On a recent evening in Hudson Yards, a small carousel featured characters in quirky, Twister-like poses and an outstretched dog with seven legs. (Almost a century old, the rides are no longer rideable.) Goofy wooden sculptures were elevated in another corner, some of them cross-eyed or with a horn for a nose. A geodesic dome glowed, with Gregorian chants hovering somewhere above it.
"It's an art experience like no other," Michael Goldberg, Chief Experience Officer of Luna Luna, said recently. "People get to see artists do things they've never done before," he added.
Goldberg, founder of Something Special Studios, a creative agency behind many Nike campaigns, was determined to resurrect “Luna Luna” after reading about it online in 2019. Goldberg shopped for investors, eventually teaming up with DreamCrew, a media company co-owned by the rapper Drake. (Details on the company's investment remain vague; sources have reported that DreamCrew spent over "100 million dollars.") In 2022, an intensive restoration process began, with a team of artists reviving many of the original works, which had remained in boxes in a Texas warehouse for over thirty years. Several had been in pieces. (The team reportedly had to rebuild each work "bolt by bolt.")
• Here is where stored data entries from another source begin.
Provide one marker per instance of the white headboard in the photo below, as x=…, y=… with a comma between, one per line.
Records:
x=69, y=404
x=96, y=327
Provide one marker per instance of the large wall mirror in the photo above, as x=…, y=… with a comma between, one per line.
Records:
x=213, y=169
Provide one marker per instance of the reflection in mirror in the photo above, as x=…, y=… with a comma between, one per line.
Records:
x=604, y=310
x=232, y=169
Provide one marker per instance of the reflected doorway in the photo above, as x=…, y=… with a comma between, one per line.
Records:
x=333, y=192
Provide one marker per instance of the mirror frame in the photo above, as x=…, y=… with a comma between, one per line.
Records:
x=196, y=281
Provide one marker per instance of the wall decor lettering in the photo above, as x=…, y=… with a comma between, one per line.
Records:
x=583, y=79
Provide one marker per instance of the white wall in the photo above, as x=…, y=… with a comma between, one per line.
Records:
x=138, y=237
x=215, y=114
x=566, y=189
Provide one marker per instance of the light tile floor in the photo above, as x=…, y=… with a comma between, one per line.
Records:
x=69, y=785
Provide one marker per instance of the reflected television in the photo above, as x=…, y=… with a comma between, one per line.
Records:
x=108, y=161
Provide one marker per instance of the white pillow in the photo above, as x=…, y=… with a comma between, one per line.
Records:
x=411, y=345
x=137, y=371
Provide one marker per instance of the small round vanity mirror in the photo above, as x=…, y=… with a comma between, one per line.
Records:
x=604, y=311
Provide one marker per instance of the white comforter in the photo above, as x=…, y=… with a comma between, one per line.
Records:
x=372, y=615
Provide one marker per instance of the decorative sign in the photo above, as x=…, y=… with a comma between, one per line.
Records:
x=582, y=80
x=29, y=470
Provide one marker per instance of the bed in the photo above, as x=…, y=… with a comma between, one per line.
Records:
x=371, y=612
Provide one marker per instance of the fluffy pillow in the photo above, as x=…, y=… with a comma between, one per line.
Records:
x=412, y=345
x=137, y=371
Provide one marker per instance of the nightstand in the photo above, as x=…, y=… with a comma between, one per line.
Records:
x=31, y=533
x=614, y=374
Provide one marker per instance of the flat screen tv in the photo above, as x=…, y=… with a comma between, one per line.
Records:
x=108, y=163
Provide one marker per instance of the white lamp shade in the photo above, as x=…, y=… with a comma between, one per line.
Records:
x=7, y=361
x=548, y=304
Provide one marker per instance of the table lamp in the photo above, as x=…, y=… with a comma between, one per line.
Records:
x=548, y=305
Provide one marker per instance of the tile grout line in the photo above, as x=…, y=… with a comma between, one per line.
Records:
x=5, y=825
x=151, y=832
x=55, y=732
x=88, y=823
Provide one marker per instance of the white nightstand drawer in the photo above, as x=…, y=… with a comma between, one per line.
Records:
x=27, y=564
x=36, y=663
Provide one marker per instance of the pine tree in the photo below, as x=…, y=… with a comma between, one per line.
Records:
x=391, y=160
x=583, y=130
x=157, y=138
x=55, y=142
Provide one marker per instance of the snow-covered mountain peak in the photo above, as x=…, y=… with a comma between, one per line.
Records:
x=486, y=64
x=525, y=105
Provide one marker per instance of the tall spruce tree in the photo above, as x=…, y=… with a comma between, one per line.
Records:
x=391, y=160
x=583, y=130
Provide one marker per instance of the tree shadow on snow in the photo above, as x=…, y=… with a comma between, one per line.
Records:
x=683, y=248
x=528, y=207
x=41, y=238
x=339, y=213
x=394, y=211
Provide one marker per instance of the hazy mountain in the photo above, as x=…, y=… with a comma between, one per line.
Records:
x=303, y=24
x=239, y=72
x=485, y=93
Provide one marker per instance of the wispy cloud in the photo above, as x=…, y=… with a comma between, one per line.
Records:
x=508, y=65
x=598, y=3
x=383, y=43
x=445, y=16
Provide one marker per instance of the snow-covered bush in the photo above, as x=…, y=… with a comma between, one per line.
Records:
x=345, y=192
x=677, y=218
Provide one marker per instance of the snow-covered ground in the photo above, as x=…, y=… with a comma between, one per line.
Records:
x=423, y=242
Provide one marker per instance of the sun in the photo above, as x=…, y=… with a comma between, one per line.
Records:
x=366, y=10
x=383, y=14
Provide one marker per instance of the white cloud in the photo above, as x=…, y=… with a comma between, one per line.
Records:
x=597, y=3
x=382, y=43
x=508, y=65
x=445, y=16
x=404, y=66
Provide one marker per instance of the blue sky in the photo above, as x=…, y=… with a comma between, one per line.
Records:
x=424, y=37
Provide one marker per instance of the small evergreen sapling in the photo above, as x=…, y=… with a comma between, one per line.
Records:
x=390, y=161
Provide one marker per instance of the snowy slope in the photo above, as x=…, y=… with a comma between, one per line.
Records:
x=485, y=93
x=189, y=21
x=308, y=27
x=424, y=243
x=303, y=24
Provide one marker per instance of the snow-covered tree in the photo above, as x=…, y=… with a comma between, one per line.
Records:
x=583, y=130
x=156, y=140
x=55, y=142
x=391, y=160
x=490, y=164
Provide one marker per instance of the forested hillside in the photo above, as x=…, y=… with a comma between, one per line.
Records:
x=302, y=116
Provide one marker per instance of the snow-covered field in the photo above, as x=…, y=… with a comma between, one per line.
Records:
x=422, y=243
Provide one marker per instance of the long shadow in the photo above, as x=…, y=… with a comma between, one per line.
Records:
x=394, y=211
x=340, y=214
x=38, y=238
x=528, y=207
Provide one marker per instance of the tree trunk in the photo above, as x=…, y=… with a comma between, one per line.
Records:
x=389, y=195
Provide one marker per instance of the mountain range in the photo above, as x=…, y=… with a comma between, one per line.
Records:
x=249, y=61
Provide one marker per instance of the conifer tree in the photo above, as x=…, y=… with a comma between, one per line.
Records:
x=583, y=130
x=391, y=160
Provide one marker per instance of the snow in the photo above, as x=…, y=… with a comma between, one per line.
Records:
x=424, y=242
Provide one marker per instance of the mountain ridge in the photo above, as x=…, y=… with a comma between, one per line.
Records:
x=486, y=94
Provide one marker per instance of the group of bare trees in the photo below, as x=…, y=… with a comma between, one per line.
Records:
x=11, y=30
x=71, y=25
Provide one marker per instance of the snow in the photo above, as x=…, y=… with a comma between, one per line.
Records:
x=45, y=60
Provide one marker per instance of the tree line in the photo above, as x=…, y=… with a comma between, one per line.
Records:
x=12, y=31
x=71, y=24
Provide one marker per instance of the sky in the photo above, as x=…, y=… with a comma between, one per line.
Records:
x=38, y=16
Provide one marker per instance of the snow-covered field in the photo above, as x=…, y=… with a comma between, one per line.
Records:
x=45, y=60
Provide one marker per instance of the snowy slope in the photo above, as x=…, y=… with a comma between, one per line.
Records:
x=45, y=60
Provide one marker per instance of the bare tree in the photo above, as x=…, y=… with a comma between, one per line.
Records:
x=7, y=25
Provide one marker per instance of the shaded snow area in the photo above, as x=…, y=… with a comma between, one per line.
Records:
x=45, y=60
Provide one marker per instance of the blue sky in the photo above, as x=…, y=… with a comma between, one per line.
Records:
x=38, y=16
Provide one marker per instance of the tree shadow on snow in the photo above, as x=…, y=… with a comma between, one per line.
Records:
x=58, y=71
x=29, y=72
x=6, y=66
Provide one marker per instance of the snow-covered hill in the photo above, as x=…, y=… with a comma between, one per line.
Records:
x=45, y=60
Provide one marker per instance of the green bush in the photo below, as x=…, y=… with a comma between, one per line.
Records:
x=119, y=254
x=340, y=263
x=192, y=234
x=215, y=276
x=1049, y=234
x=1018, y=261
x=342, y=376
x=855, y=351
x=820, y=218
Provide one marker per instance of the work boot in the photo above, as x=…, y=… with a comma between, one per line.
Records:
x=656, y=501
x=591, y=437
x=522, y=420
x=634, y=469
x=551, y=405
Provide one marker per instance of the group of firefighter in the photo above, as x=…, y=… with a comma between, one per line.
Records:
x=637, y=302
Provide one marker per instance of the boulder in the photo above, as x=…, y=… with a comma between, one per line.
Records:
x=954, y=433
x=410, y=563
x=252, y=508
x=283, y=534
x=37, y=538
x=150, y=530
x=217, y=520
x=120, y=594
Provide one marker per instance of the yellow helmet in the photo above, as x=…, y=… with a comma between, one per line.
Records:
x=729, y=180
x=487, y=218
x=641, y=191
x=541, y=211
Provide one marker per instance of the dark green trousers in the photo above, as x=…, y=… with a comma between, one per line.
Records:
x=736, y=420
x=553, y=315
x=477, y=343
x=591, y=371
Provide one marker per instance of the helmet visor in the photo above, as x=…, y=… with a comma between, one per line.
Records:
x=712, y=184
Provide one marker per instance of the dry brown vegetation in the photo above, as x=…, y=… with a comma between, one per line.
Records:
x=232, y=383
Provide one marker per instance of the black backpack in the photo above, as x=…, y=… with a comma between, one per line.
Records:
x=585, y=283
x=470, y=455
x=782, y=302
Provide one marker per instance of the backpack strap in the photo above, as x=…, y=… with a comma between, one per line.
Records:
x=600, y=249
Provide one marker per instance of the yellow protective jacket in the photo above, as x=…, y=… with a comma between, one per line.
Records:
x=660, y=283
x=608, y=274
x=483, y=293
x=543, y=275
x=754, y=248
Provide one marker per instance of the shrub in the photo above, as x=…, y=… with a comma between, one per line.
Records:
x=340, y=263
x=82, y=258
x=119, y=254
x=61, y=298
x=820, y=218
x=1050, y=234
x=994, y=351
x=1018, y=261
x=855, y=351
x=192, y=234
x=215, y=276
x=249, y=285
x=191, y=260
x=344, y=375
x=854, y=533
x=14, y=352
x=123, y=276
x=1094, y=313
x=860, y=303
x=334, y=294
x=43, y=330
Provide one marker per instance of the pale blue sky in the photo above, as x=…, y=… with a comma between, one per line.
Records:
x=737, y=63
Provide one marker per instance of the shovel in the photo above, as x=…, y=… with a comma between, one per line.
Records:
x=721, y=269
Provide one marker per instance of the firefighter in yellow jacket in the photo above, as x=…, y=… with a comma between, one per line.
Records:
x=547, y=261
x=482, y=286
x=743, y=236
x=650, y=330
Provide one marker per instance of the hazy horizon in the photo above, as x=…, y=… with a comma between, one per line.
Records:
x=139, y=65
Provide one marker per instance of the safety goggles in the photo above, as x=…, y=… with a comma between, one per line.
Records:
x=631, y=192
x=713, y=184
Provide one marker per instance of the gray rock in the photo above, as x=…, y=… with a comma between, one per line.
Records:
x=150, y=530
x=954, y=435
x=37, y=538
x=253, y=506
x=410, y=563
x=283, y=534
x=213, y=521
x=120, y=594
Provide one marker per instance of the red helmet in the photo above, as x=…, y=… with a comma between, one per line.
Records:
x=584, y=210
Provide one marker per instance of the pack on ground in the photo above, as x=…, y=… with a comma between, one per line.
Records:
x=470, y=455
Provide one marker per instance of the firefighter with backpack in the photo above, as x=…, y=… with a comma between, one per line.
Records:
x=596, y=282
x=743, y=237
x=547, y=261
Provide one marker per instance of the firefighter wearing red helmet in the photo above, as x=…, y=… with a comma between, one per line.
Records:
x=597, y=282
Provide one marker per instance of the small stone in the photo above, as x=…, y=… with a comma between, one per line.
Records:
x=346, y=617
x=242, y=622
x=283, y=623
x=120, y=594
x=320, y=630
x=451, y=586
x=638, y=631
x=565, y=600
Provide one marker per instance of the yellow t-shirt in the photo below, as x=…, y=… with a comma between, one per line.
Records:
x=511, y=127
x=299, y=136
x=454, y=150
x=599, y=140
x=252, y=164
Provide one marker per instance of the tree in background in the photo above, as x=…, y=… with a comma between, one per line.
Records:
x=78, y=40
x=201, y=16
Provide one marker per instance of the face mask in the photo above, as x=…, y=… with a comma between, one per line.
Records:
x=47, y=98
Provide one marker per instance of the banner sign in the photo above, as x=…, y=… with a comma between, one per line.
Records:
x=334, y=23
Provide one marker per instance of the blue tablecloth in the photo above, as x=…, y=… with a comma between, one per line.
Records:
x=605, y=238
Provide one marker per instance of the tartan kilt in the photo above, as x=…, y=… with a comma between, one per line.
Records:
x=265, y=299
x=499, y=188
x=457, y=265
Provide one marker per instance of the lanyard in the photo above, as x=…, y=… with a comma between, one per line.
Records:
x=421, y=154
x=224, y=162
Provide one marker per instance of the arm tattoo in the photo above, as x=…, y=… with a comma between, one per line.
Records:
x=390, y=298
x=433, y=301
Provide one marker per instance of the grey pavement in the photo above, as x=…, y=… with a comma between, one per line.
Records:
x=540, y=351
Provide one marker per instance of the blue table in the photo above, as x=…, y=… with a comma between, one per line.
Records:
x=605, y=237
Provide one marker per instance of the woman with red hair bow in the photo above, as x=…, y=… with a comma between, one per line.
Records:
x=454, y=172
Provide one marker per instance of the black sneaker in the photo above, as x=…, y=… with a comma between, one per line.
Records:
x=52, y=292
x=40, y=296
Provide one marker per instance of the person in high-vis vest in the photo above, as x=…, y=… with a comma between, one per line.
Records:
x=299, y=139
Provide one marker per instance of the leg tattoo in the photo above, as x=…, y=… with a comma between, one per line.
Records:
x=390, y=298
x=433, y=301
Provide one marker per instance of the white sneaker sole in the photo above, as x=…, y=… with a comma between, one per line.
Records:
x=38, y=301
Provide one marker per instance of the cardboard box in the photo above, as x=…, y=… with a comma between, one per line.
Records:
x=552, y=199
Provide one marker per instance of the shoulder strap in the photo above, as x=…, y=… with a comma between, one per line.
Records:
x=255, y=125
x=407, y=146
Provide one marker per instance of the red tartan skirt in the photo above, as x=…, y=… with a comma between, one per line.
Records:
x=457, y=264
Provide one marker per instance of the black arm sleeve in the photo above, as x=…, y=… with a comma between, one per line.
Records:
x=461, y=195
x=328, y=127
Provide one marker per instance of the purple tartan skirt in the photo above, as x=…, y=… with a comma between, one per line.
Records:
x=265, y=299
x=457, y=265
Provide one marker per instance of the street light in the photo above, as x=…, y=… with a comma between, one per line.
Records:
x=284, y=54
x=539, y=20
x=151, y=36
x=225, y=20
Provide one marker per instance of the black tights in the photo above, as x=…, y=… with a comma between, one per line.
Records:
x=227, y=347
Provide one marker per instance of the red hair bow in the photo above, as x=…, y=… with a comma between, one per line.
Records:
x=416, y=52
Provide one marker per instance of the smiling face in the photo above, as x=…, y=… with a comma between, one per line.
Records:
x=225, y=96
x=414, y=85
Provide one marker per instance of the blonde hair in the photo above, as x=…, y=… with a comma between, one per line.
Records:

That night, at the Shed, fourteen out of the original thirty-five works were on display, including the small carousel (Keith Haring), the goofy sculptures (Kenny Scharf), the neon dome (Salvador Dali), and a towering Ferris wheel decorated in drawings of stick figures, upside crowns, and references to Jim Crow (Basquiat). Missing works are in a "constant state of restoration," Goldberg said. Meanwhile, new attractions are joining the line-up. For the New York show, the Puerto Rican duo Poncilí Creación was commissioned to create "PonciliLand," a blink-and-you-miss-it section where guests "can create fantastical characters out of custom building blocks." Poncili also developed floating characters, inspired by performers who circulated the original “Luna Luna” fairgrounds in 1987. Known as "Lovers," the two characters, large and dreamlike, teetered to one side, mumbling the kind of nervous groans one does before a fall. (They never ended up falling.)